Dès lors, faute d’avoir formé appel du jugement déféré selon la procédure à jour fixe, comme il est prévu à l’article R. 322-19 du code des procédures civiles d’exécution, le Crédit agricole ne peut qu’être déclaré irrecevable en son appel, étant si besoin rappelé que le présent litige est indivisible.

Sur les demandes accessoires :

Le Crédit agricole, qui succombe au sens de l’article 696 du code de procédure civile, devra supporter les dépens de l’instance et sera débouté de sa demande fondée sur les dispositions de l’article 700 du code de procédure civile.

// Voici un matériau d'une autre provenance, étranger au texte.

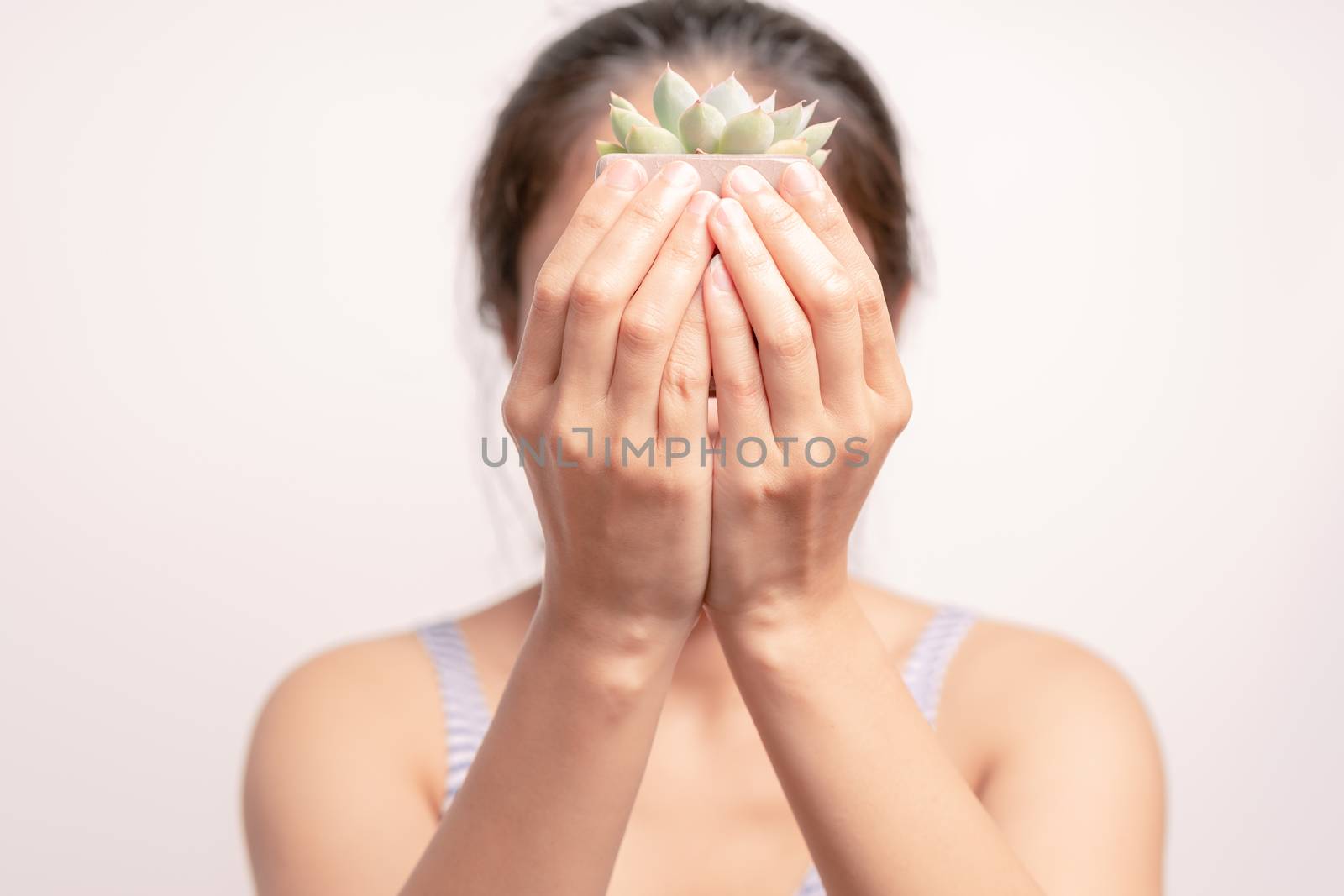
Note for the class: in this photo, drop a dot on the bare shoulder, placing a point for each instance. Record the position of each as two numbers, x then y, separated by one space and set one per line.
1021 705
1016 694
349 730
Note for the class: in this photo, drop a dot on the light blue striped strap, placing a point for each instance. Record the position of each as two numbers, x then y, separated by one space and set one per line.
932 654
465 714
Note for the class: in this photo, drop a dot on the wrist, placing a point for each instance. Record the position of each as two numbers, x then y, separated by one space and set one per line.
773 624
615 656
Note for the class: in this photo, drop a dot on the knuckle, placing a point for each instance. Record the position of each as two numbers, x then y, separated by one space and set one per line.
548 293
835 293
685 380
647 214
643 332
682 253
759 262
741 387
589 219
792 340
591 291
779 217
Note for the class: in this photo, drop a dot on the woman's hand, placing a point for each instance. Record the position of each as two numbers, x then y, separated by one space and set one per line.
613 364
819 392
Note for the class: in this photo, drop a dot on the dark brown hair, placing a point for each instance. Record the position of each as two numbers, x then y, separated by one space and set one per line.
766 47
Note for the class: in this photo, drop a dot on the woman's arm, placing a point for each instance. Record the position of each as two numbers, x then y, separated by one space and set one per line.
880 806
1073 799
615 347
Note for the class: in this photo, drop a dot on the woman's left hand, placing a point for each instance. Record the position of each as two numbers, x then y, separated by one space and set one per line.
819 392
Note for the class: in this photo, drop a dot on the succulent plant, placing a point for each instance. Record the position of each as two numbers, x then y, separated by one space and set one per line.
723 120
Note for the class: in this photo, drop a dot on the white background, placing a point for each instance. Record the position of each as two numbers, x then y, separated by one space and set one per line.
241 385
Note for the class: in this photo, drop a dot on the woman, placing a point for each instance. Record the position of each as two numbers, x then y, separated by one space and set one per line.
698 699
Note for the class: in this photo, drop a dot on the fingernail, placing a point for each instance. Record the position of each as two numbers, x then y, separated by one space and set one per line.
702 203
800 179
746 181
719 275
625 174
682 175
730 212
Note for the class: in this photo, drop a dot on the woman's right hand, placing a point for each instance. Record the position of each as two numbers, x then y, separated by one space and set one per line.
616 349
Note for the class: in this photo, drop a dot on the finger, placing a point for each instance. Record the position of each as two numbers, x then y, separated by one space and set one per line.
683 401
539 349
784 335
738 382
611 275
824 288
655 315
806 191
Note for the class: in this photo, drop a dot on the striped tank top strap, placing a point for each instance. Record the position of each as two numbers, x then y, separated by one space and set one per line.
465 714
812 884
932 656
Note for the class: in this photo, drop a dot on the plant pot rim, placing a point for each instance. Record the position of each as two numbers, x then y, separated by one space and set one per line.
714 167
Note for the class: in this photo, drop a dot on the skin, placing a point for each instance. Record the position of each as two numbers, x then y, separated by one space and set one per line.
699 699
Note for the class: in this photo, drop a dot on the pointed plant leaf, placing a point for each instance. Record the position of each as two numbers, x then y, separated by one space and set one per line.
729 97
749 132
645 139
806 114
672 96
788 121
622 120
817 134
701 127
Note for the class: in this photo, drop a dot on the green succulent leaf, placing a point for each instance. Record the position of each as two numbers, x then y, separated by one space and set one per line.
701 127
817 134
625 118
748 132
672 96
788 148
729 97
806 114
645 139
788 121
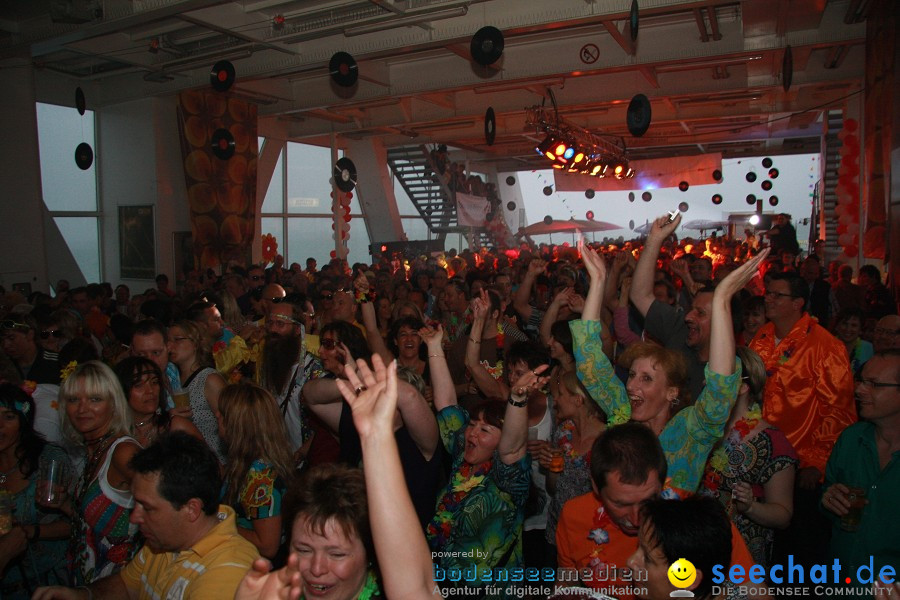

Sur ce dernier fondement, le Crédit agricole sera condamné à régler à chacun de M. [Z] et de Mme [K], à qui il serait inéquitable de laisser la charge de la totalité des frais qu’ils ont exposés et qui ne sont pas compris dans les dépens, une indemnité de procédure de 1 500 euros.

PAR CES MOTIFS

Déclare la société Caisse régionale de crédit agricole mutuel de la Touraine et du Poitou irrecevable en son appel,

Condamne la société Caisse régionale de crédit agricole mutuel de la Touraine et du Poitou à payer à M. [O] [Z] la somme de 1 500 euros en application de l’article 700 du code de procédure civile,

Condamne la société Caisse régionale de crédit agricole mutuel de la Touraine et du Poitou à payer à Mme [Y] [K] la somme de 1 500 euros en application de l’article 700 du code de procédure civile,

Rejette la demande de la société Caisse régionale de crédit agricole mutuel de la Touraine et du Poitou formée sur le même fondement,

Condamne la société Caisse régionale de crédit agricole mutuel de la Touraine et du Poitou aux dépens d’appel,

Accorde à la SCP Laval – Firkowski le bénéfice des dispositions de l’article 699 du code de procédure civile.

Arrêt signé par Madame Carole CHEGARAY, Président de la chambre commerciale à la Cour d’Appel d’ORLEANS, présidant la collégialité et Madame Marie-Claude DONNAT , Greffier auquel la minute de la décision a été remise par le magistrat signataire.